Porque sospechaba que Rumplestiltskin sabía usar muy bien un ordenador.
Se levantó del asiento, decidido a recuperar el ordenador de su difunta esposa. En el cajón superior derecho de la mesa guardaba la llave de un candado, y la cogió.
Se aseguró de cerrar con llave la puerta de su casa y bajó en ascensor hasta el sótano. Hacía meses que no iba a los trasteros y arrugó la nariz al oler su aire mohoso y viciado. Tenía un matiz rancio y nauseabundo, que el calor diario incrementaba.

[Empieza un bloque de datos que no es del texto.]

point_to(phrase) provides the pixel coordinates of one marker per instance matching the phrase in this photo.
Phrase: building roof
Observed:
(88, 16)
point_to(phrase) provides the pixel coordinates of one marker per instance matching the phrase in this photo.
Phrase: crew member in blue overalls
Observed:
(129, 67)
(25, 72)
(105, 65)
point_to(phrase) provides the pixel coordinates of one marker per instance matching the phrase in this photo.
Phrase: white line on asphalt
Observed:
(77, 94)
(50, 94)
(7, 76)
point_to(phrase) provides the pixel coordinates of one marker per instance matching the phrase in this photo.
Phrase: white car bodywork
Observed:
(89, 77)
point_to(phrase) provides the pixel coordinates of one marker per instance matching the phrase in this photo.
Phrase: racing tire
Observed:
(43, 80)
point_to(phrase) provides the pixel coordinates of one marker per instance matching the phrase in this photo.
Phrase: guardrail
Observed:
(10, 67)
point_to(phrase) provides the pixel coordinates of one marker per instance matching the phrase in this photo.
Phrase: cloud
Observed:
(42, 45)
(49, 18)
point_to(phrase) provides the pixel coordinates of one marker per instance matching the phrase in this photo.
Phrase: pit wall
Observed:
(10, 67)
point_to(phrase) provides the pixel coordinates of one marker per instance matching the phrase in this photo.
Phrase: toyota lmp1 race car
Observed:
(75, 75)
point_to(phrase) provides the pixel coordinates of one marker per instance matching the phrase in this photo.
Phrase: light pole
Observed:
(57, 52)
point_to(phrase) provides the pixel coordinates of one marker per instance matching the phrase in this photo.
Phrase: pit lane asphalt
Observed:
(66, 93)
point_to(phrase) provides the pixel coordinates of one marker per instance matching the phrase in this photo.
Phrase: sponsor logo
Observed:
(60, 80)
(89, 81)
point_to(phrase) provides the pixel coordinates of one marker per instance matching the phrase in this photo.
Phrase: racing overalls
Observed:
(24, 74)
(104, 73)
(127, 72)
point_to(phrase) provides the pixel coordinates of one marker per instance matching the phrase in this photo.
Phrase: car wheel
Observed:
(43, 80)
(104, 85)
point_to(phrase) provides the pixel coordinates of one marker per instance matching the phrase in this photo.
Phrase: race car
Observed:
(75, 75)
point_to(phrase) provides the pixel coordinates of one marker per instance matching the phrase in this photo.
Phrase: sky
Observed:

Salir del ascensor le produjo una opresión en el pecho. Se preguntó por qué la dirección del edificio no limpiaba nunca esa zona. Pulsó el interruptor de la luz y se encendió una bombilla pelada que daba escasa luz al sótano. Dondequiera que se dirigía, proyectaba sombras y cruzaba oscuridad y humedad. Cada uno de los seis pisos del edificio tenía un trastero delimitado por tela metálica clavada a unas estructuras baratas de madera con el número del piso. Era un lugar de sillas rotas y cajas de papeles viejos, bicicletas oxidadas, esquíes, baúles y maletas innecesarias. La mayoría de las cosas estaba cubierta de polvo y telarañas, y casi todo se incluía en la categoría de algo un pelín valioso para tirar pero no tanto como para tenerlo a mano cada día. Cosas reunidas con el tiempo que habían descendido a la categoría de «mejor guardarlo porque algún día podríamos necesitarlo», aunque eso es difícil.